Paroles de dimanches

Il était une fois deux coureurs

Photo André Myre

Par André Myre

Paroles de dimanches

27 mars 2024

Crédit photo : Fitsum Admasu / Unsplash

Pour le dimanche de Pâques de cette année, la Liturgie a choisi le même passage que pour l’Année A. Il s’agit du texte johannique de la visite au tombeau de Jésus effectuée par Marie de Magdala (Jn 20,1-9), ainsi que par Pierre et par le partisan ami de Jésus. C’est une péricope assez surprenante puisqu’elle a gardé les traces de soixante ans d’histoire (les passages en caractères gras sont de la main du rédacteur johannique).

 

Jn 20,1 Alors, le premier jour de la semaine, Marie, la Magdaléenne, vient au tombeau de très bonne heure – il fait encore noir – et elle regarde la pierre enlevée du tombeau. 2 Elle court donc et vient chez Simon-Pierre et chez l’autre partisan, l’ami de Jésus, et elle leur dit :

Ils ont enlevé le seigneur du tombeau, et nous ne savons pas où ils l’ont déposé.
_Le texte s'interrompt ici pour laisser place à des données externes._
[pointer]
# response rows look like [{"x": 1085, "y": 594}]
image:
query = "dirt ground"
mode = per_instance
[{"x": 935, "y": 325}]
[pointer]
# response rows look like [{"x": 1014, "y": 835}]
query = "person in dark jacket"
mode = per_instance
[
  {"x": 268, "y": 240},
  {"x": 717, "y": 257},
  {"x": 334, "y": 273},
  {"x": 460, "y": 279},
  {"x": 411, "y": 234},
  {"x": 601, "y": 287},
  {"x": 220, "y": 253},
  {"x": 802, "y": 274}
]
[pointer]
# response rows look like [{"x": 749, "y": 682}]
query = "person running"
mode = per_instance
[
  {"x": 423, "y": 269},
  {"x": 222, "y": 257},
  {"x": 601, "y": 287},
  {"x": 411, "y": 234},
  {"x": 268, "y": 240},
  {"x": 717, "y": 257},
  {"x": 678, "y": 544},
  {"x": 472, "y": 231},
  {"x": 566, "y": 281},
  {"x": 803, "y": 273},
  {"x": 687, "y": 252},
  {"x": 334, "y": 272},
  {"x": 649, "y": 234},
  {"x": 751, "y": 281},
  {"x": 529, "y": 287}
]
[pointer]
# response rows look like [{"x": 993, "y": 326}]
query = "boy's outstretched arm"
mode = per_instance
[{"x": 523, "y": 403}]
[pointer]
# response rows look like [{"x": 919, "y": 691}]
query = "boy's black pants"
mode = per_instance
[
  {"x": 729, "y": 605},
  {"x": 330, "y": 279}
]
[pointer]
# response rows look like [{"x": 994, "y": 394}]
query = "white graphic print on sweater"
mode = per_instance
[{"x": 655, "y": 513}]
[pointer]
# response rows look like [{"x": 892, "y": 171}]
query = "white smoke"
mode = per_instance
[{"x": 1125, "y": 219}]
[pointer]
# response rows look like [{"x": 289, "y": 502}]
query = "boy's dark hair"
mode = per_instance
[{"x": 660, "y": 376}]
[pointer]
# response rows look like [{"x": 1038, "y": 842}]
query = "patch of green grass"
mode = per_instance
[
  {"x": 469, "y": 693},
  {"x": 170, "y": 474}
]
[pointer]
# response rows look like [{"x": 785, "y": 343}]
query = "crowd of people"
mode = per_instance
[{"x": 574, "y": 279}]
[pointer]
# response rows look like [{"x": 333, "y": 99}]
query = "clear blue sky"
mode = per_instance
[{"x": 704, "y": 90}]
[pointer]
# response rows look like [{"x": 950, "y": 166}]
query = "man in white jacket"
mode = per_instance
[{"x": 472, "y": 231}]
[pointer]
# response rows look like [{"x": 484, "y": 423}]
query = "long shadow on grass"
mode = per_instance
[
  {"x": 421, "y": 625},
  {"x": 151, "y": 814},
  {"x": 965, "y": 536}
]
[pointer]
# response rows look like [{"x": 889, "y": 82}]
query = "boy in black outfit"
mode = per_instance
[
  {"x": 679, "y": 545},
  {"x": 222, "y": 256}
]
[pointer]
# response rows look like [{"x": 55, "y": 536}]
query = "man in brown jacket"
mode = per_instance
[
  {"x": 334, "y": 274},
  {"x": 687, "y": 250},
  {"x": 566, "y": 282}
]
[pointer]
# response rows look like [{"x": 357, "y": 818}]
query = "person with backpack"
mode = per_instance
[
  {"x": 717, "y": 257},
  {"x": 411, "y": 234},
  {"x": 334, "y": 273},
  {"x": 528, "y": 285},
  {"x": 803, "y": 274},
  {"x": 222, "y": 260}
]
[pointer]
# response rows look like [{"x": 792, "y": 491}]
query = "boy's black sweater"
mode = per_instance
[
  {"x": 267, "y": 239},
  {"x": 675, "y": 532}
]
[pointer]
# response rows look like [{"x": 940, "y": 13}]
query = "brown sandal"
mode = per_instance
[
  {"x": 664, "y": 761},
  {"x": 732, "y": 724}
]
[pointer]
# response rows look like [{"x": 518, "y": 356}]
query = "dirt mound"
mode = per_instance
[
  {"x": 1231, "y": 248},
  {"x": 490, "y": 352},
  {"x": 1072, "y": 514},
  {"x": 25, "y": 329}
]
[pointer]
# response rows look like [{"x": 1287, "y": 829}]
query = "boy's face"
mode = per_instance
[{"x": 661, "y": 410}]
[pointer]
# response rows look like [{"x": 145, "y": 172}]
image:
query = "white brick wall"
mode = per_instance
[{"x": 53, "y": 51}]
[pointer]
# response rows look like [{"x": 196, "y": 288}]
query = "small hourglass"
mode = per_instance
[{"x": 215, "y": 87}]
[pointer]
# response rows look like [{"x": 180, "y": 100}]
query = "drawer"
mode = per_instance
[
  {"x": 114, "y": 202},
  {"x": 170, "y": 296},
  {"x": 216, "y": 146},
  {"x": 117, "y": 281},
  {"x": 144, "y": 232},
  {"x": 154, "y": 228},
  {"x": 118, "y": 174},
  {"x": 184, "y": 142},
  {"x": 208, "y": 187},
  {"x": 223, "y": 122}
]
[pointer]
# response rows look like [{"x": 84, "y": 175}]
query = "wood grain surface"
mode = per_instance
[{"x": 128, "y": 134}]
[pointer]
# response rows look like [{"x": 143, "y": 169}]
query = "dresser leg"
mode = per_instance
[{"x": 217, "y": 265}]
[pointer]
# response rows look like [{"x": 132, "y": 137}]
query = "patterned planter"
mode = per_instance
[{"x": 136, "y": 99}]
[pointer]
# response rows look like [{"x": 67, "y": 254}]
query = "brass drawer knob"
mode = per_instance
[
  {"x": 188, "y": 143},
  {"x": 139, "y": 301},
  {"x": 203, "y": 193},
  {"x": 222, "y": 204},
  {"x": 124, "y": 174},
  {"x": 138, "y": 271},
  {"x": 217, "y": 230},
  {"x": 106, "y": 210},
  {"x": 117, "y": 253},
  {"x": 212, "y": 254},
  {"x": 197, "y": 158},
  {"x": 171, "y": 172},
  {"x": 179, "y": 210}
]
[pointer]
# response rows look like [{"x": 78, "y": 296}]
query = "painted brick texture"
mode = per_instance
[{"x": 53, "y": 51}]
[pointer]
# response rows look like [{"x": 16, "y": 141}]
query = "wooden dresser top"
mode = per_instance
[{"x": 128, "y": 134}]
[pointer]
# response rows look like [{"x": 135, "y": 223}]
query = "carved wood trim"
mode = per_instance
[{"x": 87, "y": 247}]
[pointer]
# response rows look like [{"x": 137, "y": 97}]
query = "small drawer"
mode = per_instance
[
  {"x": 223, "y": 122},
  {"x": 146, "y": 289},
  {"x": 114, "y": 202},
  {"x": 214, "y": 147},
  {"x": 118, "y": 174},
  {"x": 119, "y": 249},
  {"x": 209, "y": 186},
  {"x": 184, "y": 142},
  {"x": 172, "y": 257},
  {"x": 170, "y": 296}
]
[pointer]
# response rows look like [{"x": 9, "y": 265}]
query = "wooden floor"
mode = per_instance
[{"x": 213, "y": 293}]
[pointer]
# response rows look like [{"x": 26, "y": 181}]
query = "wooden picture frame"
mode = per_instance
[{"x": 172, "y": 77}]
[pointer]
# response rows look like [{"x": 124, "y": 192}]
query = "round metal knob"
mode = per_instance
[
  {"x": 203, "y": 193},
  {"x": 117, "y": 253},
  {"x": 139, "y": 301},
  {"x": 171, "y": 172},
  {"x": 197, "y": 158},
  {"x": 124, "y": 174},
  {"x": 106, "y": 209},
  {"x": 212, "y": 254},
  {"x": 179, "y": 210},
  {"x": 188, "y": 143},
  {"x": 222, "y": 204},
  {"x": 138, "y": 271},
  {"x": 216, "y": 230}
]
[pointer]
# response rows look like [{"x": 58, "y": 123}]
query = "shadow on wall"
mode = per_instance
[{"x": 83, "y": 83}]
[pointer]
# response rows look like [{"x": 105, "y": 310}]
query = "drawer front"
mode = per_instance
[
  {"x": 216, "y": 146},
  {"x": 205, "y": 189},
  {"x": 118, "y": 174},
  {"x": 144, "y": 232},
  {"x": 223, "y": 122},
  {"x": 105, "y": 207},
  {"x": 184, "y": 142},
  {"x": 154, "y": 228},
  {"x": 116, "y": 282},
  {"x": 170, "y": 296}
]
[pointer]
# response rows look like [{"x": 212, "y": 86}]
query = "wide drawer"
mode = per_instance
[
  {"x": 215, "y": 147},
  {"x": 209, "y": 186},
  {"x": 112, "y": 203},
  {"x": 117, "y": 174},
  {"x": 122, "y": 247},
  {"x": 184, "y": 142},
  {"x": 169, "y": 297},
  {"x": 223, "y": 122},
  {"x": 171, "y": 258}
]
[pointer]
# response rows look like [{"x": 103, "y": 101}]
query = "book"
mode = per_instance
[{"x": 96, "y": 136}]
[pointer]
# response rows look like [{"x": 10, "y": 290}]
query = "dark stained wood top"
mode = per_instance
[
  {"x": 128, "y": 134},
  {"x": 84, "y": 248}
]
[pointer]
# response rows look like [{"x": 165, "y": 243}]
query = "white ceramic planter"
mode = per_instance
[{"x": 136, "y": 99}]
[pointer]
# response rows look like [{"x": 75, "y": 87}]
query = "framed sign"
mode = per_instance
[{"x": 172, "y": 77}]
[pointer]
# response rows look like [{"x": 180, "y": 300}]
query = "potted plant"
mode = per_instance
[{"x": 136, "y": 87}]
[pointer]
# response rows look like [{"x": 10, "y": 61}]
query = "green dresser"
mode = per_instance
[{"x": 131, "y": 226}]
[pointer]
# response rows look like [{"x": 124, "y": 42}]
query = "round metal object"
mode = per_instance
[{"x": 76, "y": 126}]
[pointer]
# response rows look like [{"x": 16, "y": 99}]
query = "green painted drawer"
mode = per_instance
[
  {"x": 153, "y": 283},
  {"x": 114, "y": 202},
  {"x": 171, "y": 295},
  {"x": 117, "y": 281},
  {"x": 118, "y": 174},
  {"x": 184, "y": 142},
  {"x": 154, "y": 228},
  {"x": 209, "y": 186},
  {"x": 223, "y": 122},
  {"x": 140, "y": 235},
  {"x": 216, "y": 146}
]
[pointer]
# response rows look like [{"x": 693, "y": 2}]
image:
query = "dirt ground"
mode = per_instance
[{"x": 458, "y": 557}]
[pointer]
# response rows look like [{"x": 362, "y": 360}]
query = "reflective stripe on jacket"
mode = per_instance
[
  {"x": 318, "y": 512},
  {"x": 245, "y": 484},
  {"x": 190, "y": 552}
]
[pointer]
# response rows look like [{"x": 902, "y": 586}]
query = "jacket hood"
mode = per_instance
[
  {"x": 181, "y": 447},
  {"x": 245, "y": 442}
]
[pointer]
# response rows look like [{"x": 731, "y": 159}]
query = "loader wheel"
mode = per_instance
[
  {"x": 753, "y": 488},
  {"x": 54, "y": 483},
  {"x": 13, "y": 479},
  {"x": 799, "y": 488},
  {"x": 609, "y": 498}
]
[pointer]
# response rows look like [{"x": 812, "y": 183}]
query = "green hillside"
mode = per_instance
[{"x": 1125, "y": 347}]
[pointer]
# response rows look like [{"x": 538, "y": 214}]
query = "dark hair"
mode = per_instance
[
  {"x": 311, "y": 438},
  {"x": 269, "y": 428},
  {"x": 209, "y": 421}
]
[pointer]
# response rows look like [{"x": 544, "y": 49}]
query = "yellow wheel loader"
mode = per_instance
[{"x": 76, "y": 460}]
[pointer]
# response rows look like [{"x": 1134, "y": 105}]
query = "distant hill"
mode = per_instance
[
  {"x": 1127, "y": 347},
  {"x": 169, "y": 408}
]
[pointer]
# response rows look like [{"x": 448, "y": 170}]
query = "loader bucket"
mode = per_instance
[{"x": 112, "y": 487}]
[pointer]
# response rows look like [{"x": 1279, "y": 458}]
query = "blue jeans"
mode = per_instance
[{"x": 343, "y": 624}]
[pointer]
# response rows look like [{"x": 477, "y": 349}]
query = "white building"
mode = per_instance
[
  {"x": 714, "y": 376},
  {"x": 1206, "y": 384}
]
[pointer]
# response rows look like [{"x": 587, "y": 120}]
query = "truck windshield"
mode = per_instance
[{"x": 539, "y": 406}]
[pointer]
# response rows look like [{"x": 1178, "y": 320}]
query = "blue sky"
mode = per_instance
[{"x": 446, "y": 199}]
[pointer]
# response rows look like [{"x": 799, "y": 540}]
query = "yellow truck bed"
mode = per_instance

3 Pierre sortit donc, de même que l’autre partisan, et ils venaient au tombeau. 4 Les deux alors couraient ensemble mais l’autre partisan, plus rapide, dépassa Pierre et vint le premier au tombeau. 5 Et, s’étant penché, il regarde les bandelettes laissées là sans pourtant entrer. 6 Simon-Pierre, qui le suivait, vient donc lui aussi et il entra dans le tombeau, et il aperçoit les bandelettes laissées là, 7 ainsi que le linge qu’il avait sur la tête, non pas laissé à côté des bandelettes mais roulé à part, ailleurs. 8 L’autre partisan, celui étant venu le premier au tombeau, entra donc alors lui aussi, et il vit, et il eut confiance. 9 C’est qu’ils ne savaient pas encore que, selon l’Écriture, il doit se relever des morts. 10 Les partisans partirent donc de nouveau chez eux.

 

 

L’histoire du début de la foi

 

Quand ce texte est rédigé, il s’est passé plus de soixante ans depuis la mort de Jésus. Pour bien l’interpréter, il faut avoir en tête ce qui suit :

 

. Après l’arrestation de Jésus, «tous» ses partisans se sont enfuis de Jérusalem (Mc 14,50).

. Il est impensable qu’ils aient laissé les femmes derrière.

. Homme ou femme, il n’y avait aucun familier de Jésus à Jérusalem pour être témoin de sa mort et de son ensevelissement, ou pour se rendre au tombeau passé le sabbat.

. Jésus a été enseveli par un délégué de la Cour suprême (Mc 15,42), parce que la Torah interdisait que le cadavre passe la nuit exposé sur l’instrument de châtiment. Le corps de Jésus a probablement été jeté dans une fosse commune, fin logique d’un parcours tragique. Seuls les adversaires de Jésus savaient où il avait été enterré.

. La foi est née en Galilée (Mc 16,7; Jn 21,2-8). Or, il y a environ 200 km entre Jérusalem et Capharnaüm. Les partisans de Jésus ont donc marché plus d’une semaine avant d’arriver à la maison, et, selon Jn 21, ils s’étaient remis à la pêche quand ils ont vécu une expérience de rencontre avec Jésus. Les débuts de la foi remontent donc à quelques semaines après la mort de ce dernier.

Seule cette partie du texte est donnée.